Usain Bolt, ready to strike twice

LONDON — They didn't introduce Usain Bolt on Saturday at Olympic Stadium so much as anoint him. And this is a place that knows something about coronations.

First came the bouncy Eurythmics song, "Sweet Dreams (Are Made of This)," followed by polite introductions of the other runners in the Olympic 100-meter qualifying heat. Bolt was running in Lane 7, clearly operating on a different plane than everybody else in his sport.

In track and field, even at the Olympics, there is Bolt and everybody else. The way it is (or was) with Tiger and golf. The way it was with Ali and boxing. Delicious anticipation precedes every race Bolt runs, and the Olympic debut for the 6-foot-5-inch superstar was no different.

"Welcoming to London 2012 … the fastest man in history!" the stadium announcer bellowed.

Finally. The man so many fans came to see removed the dark ski cap he wore during warm-ups and rubbed both hands over his bald head as the crowd of 80,000 roared.

"I expected that reception in London and was looking forward to it," said Bolt, 25.

He nodded in rhythm with the beat as he stretched long, muscular legs on loan from God. He pranced gracefully on his feet like a boxer. He looked more pensive than playful, like a man with history on his mind.

Making the sign of the cross, Bolt fastened his feet in the starting blocks. On the same track Oscar Pistorius — the South African double-amputee 400 runner known as "The Blade Runner" — provided inspiration, Bolt fed the imagination.

The most exciting 10 seconds in sports is not a Devin Hester kickoff return, thrilling as it is. It is not Kobe or LeBron holding the ball as the shot clock winds down or an odd-man rush in overtime during the NHL playoffs. The most exciting 10 seconds in sports come again Sunday night, when Bolt runs the 100 final. They came Saturday in a qualifying tune-up he considered routine but I called riveting.

The naked eye missed Bolt's stumble out of the blocks, but it was the type of imprecision that can mean the difference between gold and silver, dominance and disappointment. Bolt recovered well enough to make it look so easy that Olympic champion Michael Johnson, now a BBC analyst, commented that Bolt "never really ran." It was not so much a bolt as a stroll. So relaxed was Bolt that he casually glanced to his left in the final steps before the finish line.

"I stumbled, but I'm glad it happened now and not in the final," Bolt said.

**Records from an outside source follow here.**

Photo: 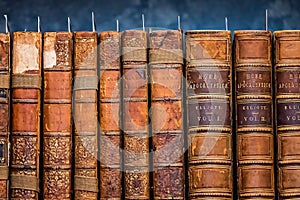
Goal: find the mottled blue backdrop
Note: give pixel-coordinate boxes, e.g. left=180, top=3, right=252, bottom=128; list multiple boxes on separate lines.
left=0, top=0, right=300, bottom=32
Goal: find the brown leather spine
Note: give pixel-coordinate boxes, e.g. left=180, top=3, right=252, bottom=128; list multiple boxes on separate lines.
left=186, top=30, right=233, bottom=199
left=73, top=32, right=98, bottom=200
left=10, top=32, right=42, bottom=200
left=43, top=32, right=73, bottom=200
left=274, top=30, right=300, bottom=199
left=0, top=33, right=10, bottom=199
left=122, top=30, right=150, bottom=200
left=99, top=31, right=122, bottom=200
left=234, top=31, right=275, bottom=199
left=149, top=30, right=184, bottom=199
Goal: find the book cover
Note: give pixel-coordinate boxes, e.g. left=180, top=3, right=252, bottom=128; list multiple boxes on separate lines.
left=234, top=30, right=275, bottom=199
left=274, top=30, right=300, bottom=199
left=43, top=32, right=73, bottom=199
left=10, top=32, right=42, bottom=200
left=185, top=30, right=235, bottom=199
left=149, top=30, right=185, bottom=199
left=73, top=32, right=99, bottom=200
left=99, top=31, right=122, bottom=200
left=0, top=33, right=11, bottom=199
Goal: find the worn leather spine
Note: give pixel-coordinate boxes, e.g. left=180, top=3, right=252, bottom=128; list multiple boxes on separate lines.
left=0, top=33, right=11, bottom=200
left=186, top=30, right=233, bottom=200
left=121, top=30, right=150, bottom=200
left=234, top=30, right=275, bottom=199
left=43, top=32, right=73, bottom=200
left=73, top=32, right=99, bottom=200
left=99, top=31, right=122, bottom=200
left=10, top=32, right=42, bottom=200
left=149, top=30, right=185, bottom=199
left=274, top=30, right=300, bottom=199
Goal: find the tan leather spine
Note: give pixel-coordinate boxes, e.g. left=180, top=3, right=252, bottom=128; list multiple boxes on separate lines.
left=149, top=30, right=185, bottom=199
left=43, top=32, right=73, bottom=200
left=234, top=30, right=275, bottom=199
left=0, top=33, right=11, bottom=199
left=185, top=30, right=233, bottom=199
left=10, top=32, right=42, bottom=200
left=274, top=30, right=300, bottom=199
left=73, top=32, right=99, bottom=200
left=99, top=31, right=122, bottom=200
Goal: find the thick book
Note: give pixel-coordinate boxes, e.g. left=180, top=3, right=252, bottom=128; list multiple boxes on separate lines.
left=234, top=30, right=275, bottom=199
left=0, top=33, right=11, bottom=199
left=43, top=32, right=73, bottom=200
left=149, top=30, right=185, bottom=199
left=274, top=30, right=300, bottom=199
left=99, top=31, right=122, bottom=200
left=72, top=32, right=99, bottom=200
left=10, top=32, right=42, bottom=200
left=121, top=30, right=150, bottom=200
left=186, top=30, right=234, bottom=200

His time of 10.09 was the slowest of the seven heats in the first round. But nobody's fooled and everybody in the field still respects, if not fears, Bolt. They have 9.58 reasons to do so.

"He's the equivalent of a guy walking on the moon for the first time," U.S. sprinter Justin Gatlin said. "A lot of runners almost have an audience mentality. You've got to block that out."

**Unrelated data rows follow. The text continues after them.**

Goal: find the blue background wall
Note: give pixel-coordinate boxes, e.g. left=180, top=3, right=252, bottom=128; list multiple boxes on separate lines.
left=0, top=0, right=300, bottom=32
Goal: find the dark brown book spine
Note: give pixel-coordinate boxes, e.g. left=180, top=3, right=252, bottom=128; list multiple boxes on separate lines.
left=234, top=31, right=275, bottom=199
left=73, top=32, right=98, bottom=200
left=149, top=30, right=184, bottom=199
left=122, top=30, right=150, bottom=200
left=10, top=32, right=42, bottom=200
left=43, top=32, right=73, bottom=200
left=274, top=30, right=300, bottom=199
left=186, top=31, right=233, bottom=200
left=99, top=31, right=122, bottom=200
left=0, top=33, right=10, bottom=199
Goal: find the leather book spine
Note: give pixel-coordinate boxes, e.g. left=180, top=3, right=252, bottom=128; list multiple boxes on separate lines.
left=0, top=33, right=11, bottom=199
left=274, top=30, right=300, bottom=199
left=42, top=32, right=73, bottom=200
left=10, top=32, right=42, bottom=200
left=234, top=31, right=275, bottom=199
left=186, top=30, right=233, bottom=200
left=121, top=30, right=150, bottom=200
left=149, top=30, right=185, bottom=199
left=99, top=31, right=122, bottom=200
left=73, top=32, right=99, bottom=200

If anybody can, it should be Jamaican teammate and training buddy Yohan Blake, who arrived with the fastest 100 time this year: 9.75. U.S. sprinter Tyson Gay, the second-fastest man ever, cannot be discounted. Nor can fellow Americans Gatlin or Ryan Bailey, who recorded Saturday's fastest time with a personal-best 9.88.

If the Olympic track were an English residential street they would install a roundabout to slow traffic down — 52 Olympians posted personal bests Friday. That allows for the element of surprise. Still, many will be surprised if the 100 winner isn't Bolt. That includes Bolt.

In a first-person account for the Daily Mail, Bolt teased his fans.

"Maybe I will run the 100 in 9.4 in London," wrote Bolt, who also will defend gold medals in the 200 and 400 relay.

Sprinters have egos and auras that make NFL wide receivers seem monastic. The tabloids here don't have enough pages for Bolt bits and he happily feeds the beast. The NFL would love him.

"We are a great sporting nation, but Bolt's celebrity has put the spotlight globally on Jamaica," said Torrance Lewis, a Jamaican tourism executive in London who watched Saturday. "It gives us great pride. The world is curious about him."

Thus we know that Bolt owns six cars and downed 15 chicken nuggets every meal at the Beijing Olympics because that's all his stomach could digest. That he fights being "naturally lazy," and, pre-Olympics, says he won "gold medals for partying." That he taught Prince Harry his famous "To Di World," pose and owns a pet cheetah.

We also know Bolt could make lightning strike twice at these Olympics by winning the 100 and 200 again, transcending sports as only the brightest star at these Games can.